E poi i Negazione, conosciuti grazie ai miei amici punk/underground dell’epoca Germano e SuperMario, e anche dei Negazione, e di Marco Mathieu ho già scritto qui.

Anni fantastici. Anni a fare i conti con le proprie inadeguatezze, con le proprie incertezze, con i propri sogni.

Interrotti, per me, nel 1992, con l’arrivo  della serietà e delle responsabilità che erano troppe da sopportare per le mie spalle. Lasciai il testimone a Danilo, e poi i ragazzi iniziarono per un periodo a fare sul serio, e partirono per qualche data a fare da spalla a Roberto Ciotti.

Quindi, batteria lasciata a marcire nel garage dei miei, con la passione per la musica sempre intatta, tanta roba da ascoltare, da conoscere.

Negli anni, la presenza continua, rassicurante, protettiva di Bruce Springsteen, di pure cui ho già scritto qui.

Passa il tempo, passa qualche anno, e si rinasce, si trova la gioia di condividere altra musica ancora, la magia del jazz, del piano, e gli Afterhours, e sempre Springsteen.

Poi, un giorno, quello che non ti aspetti.
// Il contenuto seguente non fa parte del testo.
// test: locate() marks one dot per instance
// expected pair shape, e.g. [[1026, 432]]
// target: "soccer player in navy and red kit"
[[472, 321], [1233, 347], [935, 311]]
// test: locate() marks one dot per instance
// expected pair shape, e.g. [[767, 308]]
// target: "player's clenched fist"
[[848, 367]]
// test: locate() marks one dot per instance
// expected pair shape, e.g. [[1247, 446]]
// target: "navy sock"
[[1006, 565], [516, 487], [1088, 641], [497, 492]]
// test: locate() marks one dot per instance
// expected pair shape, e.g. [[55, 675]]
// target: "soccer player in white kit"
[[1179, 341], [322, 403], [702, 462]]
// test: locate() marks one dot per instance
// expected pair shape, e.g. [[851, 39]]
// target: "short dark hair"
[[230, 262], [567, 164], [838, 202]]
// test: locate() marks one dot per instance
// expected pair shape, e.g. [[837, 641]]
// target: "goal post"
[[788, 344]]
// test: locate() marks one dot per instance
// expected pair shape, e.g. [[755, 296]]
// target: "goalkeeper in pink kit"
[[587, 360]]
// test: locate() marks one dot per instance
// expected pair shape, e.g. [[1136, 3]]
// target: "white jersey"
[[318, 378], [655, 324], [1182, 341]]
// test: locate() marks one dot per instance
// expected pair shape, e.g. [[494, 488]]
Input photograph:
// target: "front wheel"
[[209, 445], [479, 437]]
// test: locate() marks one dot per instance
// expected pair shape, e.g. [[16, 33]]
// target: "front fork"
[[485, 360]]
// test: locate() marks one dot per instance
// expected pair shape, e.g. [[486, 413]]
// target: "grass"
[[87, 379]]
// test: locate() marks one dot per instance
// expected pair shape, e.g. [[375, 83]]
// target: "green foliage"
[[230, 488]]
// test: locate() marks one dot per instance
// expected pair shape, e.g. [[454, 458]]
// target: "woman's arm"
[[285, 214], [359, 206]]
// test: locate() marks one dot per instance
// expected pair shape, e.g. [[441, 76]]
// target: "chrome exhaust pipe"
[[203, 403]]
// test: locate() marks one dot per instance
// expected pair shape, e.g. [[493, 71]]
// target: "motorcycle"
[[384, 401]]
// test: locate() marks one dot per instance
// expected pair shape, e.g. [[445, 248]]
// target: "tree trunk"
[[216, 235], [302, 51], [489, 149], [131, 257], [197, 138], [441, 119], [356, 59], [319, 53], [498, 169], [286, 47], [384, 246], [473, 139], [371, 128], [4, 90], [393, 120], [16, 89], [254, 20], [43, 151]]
Daniele, che lavora con te, chiacchierando alla macchinetta del caffè ti dice che suona la chitarra in un gruppo.

Ah si?

Anche io suonavo, la batteria, ma ho smesso da tempo.

Maddai.

Lo sai che cerchiamo un batterista?

Vabbè mai non suono da troppo tempo e poi non ho mai saputo suonare.

E che ti frega, vieni a provare.

Ok.

E così per gioco si ricomincia, con i Foolin’ Dolls dell’epoca, a suonare tutti pezzi, musica e testi,  scritti da Daniele che suona anche la chitarra. Troviamo ospitalità nella Jam House.

Qualcuno se ne va, Daniele decide di credere in me (e gliene sarò sempre grato) e così i Foolin’ rinascono dalle loro ceneri, entrano Cristina e Alessandro ed eccoci qui, ancora a divertirci con la musica.